Yerden kalkmaya çalışırken demir kapı açıldı ve içeriye Steve girdi."Seni pislik!Kaldır beni buradan.Ne zamandır buradayım seni lanet olası?" diye bağırmaya başladım.Cevap olarak kıkırdadı ve "3 gündür,güzellik." deyip beni kaldırdı ve ekledi."Su mu istemiştin?" dedikten sonra pet şişeye uzandı ve kapağını açıp biraz içti.Bana yaklaştı ve şişeyi uzattı.İçmeye çalışacakken şişeyi önümden çekip kırmızı duvara fırlattı.

İçimden ona küfürlerimi savururken dışımdan "Ne yaptığını sanıyorsun?Hem ben nasıl 3gündür uyuyorum?" diye tekrar bağırmaya başladım.Boğazım kuruyken bana pek yararı olmuyordu."Bu da benim küçük sırrım,güzellik." "Bana güzellik demeyi kes." Ciddi ifadesi yerini alırken buradan nasıl kurtulacağımı düşünüyordum."Bari saat kaç,hangi gündeyiz onu söyle,ah Tanrım!"Delirmek üzereydim.

"21 Ekim' e son 45 dakika,güzellik" Olduğum yerde çakılıp kalmıştım sanki.Zaten berbat hissettiğim bu lanet yerde,o lanet şeye dönüşmek istemiyordum.Bir yandan ise seviniyordum.Belki bir işe yarardı ve buradan kurtulmamı sağlardı."Bari su ver,lanet olası." Kıkırdayıp içeriye gitti ve bir bardak su ile geri döndü.İçmeme yardım ettikten sonra bardağı masaya bıraktı."Buradan kurtulduğumda seni şikayet edeceğim,lanet olası.Çürüyeceksin." Büyük bir kahkaha patlattı ve bana yaklaşıp eliyle çenemi yukarı kaldırdı."Buradan çıktığın anda,yüzümü unutacağından emin ol,güzellik.Beni fazla hafife alıyorsun." diyerek sertçe elini çekti.

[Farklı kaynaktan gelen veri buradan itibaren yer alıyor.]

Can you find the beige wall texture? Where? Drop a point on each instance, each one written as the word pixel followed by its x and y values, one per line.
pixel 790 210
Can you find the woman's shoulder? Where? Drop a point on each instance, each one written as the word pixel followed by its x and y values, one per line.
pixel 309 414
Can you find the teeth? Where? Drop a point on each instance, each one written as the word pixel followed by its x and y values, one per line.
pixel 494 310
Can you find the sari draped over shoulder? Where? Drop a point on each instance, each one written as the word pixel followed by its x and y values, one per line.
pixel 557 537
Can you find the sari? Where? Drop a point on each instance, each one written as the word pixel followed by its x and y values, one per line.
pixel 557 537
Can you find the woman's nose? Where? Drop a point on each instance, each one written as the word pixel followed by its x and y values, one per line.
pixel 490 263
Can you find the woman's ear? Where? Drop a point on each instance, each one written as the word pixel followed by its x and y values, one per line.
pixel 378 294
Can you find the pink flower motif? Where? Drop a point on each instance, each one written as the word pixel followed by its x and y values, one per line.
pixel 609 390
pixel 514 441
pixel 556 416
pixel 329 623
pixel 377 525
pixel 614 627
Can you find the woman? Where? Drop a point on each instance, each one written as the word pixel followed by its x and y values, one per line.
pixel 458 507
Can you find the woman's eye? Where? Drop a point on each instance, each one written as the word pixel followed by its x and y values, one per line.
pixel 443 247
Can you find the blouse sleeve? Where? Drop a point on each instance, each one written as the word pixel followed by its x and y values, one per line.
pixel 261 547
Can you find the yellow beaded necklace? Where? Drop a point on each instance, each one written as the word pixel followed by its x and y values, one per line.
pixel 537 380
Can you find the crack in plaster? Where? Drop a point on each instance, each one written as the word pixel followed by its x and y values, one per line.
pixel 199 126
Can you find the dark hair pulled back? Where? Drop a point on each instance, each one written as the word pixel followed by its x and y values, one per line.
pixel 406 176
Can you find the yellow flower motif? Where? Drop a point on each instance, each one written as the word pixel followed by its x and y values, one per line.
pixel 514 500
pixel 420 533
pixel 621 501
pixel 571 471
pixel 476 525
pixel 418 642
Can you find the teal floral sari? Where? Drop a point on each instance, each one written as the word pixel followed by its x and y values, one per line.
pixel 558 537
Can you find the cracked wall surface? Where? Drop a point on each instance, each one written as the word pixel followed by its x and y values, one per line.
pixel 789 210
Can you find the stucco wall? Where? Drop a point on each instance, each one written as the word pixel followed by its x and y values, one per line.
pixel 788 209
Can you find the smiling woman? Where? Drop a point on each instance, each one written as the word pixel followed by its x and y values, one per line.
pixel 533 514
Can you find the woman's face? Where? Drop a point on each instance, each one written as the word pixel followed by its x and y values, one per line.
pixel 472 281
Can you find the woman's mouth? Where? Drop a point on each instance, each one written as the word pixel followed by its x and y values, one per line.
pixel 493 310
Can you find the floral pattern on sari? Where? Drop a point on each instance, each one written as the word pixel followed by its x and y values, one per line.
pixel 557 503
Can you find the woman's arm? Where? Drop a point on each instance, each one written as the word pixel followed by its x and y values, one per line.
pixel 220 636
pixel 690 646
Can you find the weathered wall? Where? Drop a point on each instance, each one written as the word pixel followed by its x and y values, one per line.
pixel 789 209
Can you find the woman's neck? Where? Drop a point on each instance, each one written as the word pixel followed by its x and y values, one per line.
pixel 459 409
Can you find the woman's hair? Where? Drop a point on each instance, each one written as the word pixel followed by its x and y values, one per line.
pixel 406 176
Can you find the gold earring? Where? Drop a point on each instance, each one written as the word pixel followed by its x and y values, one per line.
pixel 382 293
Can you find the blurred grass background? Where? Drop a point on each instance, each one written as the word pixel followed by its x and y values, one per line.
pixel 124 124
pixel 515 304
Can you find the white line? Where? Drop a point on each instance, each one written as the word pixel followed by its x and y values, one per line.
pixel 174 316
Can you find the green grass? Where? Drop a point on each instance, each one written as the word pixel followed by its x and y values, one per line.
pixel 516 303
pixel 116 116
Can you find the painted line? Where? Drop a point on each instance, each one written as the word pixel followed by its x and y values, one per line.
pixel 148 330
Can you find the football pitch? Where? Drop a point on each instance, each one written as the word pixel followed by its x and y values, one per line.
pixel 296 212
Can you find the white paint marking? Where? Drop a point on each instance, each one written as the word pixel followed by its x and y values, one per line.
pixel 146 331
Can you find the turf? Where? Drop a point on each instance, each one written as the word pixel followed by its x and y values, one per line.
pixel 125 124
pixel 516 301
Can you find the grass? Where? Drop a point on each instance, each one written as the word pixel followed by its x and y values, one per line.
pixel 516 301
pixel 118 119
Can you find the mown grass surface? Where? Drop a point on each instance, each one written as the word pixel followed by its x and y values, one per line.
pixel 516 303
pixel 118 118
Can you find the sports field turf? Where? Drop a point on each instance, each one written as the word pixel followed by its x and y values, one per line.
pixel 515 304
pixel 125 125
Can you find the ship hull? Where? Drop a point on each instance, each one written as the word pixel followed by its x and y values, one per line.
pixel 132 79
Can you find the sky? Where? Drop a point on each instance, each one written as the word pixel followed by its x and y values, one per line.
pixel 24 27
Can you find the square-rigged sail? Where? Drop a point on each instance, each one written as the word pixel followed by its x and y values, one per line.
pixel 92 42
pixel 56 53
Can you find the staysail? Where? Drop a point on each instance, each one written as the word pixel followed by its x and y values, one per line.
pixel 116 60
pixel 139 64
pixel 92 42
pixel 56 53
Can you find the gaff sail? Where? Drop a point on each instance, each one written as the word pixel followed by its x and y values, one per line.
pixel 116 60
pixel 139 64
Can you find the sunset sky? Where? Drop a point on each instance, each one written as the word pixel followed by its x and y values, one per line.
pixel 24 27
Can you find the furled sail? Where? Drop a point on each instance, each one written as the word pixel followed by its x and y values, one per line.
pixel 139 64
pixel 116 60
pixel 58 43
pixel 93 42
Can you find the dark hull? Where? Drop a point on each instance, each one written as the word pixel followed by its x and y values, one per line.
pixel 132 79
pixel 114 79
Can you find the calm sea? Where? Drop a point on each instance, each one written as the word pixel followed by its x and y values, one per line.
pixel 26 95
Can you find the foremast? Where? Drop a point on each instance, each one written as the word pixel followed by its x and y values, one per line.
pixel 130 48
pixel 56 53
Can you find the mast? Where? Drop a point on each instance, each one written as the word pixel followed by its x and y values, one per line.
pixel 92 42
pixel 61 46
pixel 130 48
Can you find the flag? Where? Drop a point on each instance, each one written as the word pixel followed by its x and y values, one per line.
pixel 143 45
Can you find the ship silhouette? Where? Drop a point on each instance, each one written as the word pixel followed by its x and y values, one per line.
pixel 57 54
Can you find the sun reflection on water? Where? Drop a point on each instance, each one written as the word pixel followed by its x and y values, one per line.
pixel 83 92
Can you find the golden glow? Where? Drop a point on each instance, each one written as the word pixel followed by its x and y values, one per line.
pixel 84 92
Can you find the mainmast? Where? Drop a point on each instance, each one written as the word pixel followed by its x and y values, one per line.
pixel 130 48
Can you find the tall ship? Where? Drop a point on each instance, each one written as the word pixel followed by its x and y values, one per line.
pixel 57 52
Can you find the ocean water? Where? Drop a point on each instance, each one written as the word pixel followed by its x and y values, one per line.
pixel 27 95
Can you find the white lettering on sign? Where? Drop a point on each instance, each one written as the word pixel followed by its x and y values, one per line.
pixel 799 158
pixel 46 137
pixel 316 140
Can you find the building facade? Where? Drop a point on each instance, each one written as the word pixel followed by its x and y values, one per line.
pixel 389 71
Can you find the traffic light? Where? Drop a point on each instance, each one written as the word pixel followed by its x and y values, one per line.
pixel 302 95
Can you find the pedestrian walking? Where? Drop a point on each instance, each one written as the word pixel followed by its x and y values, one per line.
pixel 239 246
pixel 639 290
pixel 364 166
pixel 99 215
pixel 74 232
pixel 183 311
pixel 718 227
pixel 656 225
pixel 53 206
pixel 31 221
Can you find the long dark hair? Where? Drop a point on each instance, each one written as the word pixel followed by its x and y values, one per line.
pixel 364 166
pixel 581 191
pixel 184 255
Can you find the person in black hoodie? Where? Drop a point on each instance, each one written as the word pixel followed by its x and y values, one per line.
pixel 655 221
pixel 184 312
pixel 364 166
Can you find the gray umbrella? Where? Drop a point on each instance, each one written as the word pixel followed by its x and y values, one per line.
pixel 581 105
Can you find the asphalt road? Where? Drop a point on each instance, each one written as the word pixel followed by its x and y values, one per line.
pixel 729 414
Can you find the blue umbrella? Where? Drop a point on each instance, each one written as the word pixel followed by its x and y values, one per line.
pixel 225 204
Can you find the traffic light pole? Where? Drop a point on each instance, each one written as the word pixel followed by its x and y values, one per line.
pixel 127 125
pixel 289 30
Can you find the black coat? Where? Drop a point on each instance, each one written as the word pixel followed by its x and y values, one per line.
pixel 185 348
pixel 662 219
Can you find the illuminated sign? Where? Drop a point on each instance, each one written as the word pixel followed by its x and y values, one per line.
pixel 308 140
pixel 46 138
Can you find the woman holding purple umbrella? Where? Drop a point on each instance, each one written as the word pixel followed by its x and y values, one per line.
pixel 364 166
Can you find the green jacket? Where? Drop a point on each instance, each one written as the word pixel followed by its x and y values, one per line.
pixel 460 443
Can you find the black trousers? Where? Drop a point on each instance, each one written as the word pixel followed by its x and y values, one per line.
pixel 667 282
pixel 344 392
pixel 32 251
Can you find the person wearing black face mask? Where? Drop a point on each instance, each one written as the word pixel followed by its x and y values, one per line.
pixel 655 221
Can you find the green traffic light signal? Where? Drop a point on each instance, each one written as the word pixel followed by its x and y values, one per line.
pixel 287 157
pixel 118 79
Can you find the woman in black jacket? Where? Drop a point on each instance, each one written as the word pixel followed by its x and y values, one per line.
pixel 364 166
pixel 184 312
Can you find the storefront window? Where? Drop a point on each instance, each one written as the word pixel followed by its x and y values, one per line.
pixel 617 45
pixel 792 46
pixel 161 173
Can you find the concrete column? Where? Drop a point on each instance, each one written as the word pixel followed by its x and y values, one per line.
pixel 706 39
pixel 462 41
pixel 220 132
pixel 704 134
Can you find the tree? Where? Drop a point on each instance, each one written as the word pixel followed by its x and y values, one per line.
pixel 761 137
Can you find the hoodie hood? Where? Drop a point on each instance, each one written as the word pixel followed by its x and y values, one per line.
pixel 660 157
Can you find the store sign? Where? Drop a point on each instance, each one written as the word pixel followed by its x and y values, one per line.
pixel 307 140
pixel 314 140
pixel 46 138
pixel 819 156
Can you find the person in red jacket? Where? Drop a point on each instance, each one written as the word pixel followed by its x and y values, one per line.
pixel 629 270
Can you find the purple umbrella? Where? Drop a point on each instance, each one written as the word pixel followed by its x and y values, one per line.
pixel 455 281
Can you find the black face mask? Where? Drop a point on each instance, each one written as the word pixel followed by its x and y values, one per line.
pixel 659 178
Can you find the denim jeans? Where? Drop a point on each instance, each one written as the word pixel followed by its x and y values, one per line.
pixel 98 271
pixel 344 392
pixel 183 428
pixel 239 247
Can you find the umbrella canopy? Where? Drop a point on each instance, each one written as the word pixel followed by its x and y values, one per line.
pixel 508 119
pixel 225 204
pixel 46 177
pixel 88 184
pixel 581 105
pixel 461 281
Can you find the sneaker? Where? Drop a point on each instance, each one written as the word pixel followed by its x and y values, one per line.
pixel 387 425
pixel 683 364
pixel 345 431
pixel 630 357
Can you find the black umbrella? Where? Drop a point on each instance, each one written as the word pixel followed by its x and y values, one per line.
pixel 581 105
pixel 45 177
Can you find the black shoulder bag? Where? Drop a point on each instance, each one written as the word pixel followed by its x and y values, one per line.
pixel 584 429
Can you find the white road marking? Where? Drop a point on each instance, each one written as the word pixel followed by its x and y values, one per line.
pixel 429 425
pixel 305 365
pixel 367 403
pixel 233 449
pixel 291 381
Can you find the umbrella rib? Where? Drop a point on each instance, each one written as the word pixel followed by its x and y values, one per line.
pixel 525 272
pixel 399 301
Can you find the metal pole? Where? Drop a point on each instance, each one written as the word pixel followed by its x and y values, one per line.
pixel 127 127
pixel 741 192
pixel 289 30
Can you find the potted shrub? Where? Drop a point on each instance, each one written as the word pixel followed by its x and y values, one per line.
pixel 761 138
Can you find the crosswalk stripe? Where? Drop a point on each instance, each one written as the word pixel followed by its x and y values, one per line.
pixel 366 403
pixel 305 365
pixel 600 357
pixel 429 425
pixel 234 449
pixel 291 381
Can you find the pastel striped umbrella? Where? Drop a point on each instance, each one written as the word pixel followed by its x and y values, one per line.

Dakikalar geçmek bilmiyordu.Yorgun düştüğüm için gözlerimi kapayıp kendimi uykuya bıraktım.Nasıl kurtulacaktım buradan?

* * *

Gözlerimi açtığımda duvardaki saati fark ettim.İnsanlık yapıp saat koymayı akıl etmişti demekki.Bileklerimi acıtan ipi genişletmeye çalıştım fakat hiçbir şey değişmedi.Saate tekrar baktığımda son 5 dakikam olduğunu fark ettim.Elimden geldiğince ipi gevşetmeye çalışıyordum ama başıma ağrı girmeye başlamıştı.Vücudum titriyordu.Lanet olsun,burada öleceğim.

İpler biraz gevşediğinde içimde birşeylerin hareketlendiğini hissediyordum.Ciğerlerim yanıyordu,kalbim daha hızlı atıyordu.Gözlerim yuvalarından çıkacakmış gibi hisssediyordum.Ensem yanmaya başladı,daha sonra bu sıcaklık beynime yayıldı.Ölsem daha iyiydi!

Kollarım kasılmaya başladığında iplerle uğraşmaya ara vermiştim.Vücudumdaki tüm kaslar acı içindeydi.Öksürük krizine tutuldum.Ani bir hisle ellerimi hızlıca çektim ve ipleri kopardım.Kendimi toparladığımda demir kapıya doğru koştum.Kapıdaki yansımamı gördüğümde kendimden korkmaya başladım.Gözlerim parlıyordu.